Download Teacher Guide - Price9thScience

Teacher Guide: Mineral Identification
Learning Objectives
Students will:
 Find the mass and volume of a mineral sample with a balance and a graduated cylinder.
 Calculate the density of a mineral sample by dividing its mass by its volume.
 Measure and observe the following mineral properties:
o Crystal form
o Luster
o Hardness
o Streak
o Reaction to acid
 Use a key to identify a mineral sample based on its properties.
Vocabulary
crystal, density, hardness, luster, mass, mineral, streak, volume
Lesson Overview
The Mineral Identification GizmoTM allows students to
observe, measure, and identify 26 mineral samples.
The Student Exploration sheet contains a warm-up
and two activities:

Warm-up – Students learn how to measure
mass and volume in order to calculate density.

Activity A – Students record data about a
single mineral sample and use a key to identify
the sample.

Activity B – Students apply their learning to
identify additional mineral samples.
Observing a mineral’s streak
Suggested Lesson Sequence
1. Pre-Gizmo activity: What is a mineral?
( 10 – 15 minutes)
Provide students with a variety of rock and mineral samples.

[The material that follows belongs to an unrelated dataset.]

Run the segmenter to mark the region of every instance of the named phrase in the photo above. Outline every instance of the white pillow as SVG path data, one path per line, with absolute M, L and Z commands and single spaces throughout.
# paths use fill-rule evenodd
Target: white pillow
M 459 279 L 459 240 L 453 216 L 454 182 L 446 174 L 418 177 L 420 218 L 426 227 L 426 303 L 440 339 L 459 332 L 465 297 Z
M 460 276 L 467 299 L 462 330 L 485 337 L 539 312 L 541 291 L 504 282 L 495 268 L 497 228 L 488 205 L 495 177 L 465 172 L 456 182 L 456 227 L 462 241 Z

Use rocks that are clearly
mixtures such as granite, schist, sandstone, conglomerate, etc. Try to include minerals
that look like crystals, such as quartz, mica, and halite (rock salt). Ask students to sort
the samples into a pile of rocks and a pile of minerals, and then come up with a definition
of each. (Rocks are basically mixtures of different minerals, while minerals are “pure.”)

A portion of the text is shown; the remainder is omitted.